One reason that their style of fighting (Tai-jutsu) was so effective, was that they not only studied punching and kicking, but they studied the human body as well. Learning all about the weaknesses and strengths.
For example, punching a man in the face can be painful, but it might just piss him off, whereas a punch to the throat will be much more devastating.
Grappling was a strong part of the ninjas fighting technique. Along with bone-crunching kicks and punches, the ninja were equally as strong fighting from the ground.
When on the ground grappling, it is not likely that a punch or kick could be used effectively, so techniques such as arm bars and joint locks were used. The grappling was very similar to today’s judo or jui-jitsu.
A ninja studies the art of Taijutsu or “body movement”. Taijutsu doesn’t teach rigid and fixed methods like almost every other martial art does. Instead, it stresses fluidity, natural movement and spontaneity.
Also, the ninja learned to exploit the joints and pressure points of an enemy. When a punch or kick was thrown, a ninja wouldn’t simply block the attack, he would strike a pressure point or nerve center to cause the limb to lose its function.
Not only did the ninja learn to disable a person, he also learned to quickly and effectively kill. It is true that a ninja could kill with one blow by exploiting the weaknesses of the body.

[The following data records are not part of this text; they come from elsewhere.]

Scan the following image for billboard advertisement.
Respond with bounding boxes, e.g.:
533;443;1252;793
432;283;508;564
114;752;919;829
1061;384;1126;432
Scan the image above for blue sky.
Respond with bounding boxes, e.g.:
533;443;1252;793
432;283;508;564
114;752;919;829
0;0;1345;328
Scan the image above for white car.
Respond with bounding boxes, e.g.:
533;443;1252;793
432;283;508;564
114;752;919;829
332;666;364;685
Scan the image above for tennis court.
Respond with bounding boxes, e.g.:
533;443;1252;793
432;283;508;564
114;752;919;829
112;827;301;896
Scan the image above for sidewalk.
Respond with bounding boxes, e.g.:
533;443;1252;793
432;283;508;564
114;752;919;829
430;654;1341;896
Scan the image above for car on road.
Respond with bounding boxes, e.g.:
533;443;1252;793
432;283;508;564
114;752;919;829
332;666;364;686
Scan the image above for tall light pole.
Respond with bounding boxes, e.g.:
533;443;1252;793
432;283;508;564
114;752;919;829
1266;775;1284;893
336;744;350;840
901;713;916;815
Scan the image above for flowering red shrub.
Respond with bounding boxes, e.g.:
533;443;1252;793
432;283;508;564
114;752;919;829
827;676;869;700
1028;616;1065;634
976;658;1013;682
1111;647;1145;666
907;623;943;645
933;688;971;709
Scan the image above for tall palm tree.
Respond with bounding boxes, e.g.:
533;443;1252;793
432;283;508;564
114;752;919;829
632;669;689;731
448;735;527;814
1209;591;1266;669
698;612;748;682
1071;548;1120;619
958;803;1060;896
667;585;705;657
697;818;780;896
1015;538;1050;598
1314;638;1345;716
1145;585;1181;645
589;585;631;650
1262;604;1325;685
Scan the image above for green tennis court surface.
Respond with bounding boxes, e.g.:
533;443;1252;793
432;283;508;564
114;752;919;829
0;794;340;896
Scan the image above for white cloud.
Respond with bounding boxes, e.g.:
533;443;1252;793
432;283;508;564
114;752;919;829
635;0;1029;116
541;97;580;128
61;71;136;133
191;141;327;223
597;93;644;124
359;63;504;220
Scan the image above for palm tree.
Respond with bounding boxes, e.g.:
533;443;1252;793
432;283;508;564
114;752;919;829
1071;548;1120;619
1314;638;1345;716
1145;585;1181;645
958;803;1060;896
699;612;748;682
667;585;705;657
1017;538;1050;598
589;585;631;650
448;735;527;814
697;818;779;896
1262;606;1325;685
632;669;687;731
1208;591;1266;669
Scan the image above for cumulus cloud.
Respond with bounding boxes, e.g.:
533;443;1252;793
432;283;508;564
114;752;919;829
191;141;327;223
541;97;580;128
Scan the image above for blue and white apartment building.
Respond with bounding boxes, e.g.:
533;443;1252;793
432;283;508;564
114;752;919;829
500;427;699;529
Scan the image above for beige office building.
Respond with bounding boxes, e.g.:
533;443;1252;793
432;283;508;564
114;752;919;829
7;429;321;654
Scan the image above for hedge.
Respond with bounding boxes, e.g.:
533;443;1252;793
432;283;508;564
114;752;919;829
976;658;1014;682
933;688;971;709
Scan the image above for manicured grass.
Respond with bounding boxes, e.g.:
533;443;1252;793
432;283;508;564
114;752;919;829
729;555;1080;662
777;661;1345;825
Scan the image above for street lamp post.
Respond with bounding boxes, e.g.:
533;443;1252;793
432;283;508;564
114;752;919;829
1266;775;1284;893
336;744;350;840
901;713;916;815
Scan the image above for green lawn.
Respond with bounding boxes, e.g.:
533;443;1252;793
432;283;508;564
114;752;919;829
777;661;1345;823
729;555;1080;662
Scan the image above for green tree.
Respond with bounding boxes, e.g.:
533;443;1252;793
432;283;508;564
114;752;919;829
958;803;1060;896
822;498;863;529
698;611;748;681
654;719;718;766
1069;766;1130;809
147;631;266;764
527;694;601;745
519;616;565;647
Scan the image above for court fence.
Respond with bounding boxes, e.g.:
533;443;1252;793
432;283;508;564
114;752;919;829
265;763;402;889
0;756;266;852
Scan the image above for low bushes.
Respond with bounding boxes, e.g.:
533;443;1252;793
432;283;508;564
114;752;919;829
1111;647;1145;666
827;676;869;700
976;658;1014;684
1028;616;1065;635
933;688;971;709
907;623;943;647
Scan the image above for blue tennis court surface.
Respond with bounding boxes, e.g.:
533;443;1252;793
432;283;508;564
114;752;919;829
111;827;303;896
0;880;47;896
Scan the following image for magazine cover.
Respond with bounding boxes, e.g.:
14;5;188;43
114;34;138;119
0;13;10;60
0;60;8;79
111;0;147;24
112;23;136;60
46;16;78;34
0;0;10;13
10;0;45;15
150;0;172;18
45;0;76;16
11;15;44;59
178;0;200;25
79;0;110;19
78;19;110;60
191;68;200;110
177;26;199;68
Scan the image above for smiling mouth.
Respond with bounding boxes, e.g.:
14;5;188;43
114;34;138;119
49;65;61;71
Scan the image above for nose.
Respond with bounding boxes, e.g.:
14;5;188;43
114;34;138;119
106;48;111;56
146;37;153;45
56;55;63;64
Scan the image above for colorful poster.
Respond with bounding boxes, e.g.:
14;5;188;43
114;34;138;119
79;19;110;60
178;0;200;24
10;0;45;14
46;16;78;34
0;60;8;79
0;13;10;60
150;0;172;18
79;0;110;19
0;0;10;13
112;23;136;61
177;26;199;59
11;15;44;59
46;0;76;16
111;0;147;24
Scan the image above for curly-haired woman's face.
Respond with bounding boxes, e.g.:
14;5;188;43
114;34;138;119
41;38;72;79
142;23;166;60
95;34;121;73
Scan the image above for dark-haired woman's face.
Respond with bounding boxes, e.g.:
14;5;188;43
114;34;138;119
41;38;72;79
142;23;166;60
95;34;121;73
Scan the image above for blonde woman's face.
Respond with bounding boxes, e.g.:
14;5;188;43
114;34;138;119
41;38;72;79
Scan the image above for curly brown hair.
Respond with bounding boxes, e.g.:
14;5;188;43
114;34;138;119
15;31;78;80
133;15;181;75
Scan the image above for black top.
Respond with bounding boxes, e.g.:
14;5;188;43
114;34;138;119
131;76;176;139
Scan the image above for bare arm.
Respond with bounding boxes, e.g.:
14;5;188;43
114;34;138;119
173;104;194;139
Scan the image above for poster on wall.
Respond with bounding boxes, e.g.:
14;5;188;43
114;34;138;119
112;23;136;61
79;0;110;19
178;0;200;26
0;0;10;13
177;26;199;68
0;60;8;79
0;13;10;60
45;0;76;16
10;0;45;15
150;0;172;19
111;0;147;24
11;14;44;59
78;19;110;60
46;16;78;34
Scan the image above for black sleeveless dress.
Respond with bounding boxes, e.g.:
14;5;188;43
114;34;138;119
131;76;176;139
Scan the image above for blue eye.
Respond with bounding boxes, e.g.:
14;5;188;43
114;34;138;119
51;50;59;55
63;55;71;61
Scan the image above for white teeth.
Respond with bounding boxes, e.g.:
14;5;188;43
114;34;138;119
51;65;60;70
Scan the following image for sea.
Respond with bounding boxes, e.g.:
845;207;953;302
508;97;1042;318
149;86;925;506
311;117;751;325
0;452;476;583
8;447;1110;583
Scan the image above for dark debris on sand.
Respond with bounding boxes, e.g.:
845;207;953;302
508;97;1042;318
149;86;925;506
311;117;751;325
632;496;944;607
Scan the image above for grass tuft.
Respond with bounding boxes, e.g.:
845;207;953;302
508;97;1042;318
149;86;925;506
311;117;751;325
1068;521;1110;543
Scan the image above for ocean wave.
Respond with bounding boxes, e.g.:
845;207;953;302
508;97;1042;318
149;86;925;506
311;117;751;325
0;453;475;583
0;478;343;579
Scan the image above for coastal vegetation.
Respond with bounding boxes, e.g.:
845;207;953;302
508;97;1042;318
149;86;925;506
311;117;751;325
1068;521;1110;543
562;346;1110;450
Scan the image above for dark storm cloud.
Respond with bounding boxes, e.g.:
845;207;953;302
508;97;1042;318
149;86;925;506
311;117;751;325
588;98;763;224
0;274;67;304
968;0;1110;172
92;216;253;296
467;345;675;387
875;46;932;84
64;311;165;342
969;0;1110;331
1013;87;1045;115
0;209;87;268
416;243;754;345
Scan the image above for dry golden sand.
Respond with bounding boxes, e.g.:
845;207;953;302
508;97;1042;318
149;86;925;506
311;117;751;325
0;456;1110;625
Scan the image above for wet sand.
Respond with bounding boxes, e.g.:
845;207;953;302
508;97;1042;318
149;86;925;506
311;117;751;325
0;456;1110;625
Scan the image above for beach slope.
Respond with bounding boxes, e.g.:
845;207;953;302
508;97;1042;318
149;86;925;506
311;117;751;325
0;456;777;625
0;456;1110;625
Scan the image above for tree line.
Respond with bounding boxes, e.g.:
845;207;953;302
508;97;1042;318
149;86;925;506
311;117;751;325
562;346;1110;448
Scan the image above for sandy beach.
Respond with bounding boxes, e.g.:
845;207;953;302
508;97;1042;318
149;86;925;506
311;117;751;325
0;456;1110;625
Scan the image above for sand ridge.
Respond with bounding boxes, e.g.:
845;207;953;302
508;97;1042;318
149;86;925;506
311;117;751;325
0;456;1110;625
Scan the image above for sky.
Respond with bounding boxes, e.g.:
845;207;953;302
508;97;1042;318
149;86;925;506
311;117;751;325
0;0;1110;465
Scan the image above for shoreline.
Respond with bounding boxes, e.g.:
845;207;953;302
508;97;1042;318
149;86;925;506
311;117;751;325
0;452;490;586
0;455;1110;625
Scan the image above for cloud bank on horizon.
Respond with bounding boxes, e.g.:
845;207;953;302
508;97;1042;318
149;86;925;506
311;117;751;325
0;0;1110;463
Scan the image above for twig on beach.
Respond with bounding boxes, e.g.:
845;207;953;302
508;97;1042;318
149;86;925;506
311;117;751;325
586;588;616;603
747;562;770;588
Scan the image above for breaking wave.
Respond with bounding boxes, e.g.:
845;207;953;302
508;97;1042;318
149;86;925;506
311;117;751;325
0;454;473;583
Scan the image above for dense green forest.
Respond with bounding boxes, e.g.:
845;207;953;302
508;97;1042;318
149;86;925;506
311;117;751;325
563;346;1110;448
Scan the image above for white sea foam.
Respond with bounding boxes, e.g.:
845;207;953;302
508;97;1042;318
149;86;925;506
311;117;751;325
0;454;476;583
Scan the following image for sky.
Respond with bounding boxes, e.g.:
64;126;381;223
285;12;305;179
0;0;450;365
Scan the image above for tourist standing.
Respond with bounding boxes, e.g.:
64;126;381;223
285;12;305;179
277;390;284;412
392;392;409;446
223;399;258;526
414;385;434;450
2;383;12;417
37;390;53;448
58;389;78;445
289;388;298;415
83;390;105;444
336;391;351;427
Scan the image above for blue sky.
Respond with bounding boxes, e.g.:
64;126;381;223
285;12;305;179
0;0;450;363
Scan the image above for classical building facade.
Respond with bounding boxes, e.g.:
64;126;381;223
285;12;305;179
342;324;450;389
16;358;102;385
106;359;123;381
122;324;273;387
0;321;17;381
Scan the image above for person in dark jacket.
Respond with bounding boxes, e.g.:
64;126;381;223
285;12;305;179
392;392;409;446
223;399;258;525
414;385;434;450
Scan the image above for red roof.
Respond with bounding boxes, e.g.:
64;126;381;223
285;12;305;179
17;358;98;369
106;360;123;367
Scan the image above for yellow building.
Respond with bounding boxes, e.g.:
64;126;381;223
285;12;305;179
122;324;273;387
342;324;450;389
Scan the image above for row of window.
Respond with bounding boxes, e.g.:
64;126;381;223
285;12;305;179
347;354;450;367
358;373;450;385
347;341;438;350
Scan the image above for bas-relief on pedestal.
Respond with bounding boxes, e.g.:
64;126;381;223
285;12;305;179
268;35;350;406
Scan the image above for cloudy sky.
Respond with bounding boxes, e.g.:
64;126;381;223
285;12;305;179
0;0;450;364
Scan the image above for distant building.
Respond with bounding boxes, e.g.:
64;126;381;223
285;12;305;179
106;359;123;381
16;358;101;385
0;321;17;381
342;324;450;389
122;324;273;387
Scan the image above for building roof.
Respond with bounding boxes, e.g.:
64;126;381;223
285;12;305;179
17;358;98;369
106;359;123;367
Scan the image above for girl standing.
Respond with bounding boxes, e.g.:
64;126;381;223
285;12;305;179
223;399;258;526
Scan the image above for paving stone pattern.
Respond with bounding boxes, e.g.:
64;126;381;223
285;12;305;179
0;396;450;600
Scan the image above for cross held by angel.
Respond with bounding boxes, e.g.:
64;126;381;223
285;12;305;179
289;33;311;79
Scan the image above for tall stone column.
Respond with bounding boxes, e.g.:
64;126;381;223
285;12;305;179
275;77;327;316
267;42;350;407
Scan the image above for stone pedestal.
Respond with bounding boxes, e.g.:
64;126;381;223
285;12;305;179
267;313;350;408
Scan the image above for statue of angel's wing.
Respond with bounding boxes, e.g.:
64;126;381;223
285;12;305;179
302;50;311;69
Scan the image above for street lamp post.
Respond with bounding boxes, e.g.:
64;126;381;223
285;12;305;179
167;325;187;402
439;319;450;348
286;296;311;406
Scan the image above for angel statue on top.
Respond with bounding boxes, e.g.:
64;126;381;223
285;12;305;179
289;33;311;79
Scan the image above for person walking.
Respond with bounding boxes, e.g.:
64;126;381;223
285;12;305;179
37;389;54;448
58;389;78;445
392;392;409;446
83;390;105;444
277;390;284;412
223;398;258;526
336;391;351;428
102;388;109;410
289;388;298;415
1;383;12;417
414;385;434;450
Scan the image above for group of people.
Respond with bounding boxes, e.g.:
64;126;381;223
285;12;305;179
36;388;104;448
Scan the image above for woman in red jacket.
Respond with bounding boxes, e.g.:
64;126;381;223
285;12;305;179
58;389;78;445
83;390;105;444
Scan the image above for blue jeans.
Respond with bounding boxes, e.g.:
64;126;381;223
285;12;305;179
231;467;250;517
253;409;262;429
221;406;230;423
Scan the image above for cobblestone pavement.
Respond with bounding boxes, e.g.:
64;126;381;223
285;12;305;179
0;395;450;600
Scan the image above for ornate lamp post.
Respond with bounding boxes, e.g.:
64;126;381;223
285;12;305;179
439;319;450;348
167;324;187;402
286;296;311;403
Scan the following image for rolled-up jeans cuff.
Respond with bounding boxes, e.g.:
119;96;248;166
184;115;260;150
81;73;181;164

Another important aspect of Taijutsu was learning to reverse any situation or attack. They were trained from childhood to be extremely flexible and could therefore escape any hold or lock they might be put in. They even played games as children where they were tied up and the object of the game was to get yourself untied as quickly as possible; within a few years, a ninja learned to get out of any type of binding.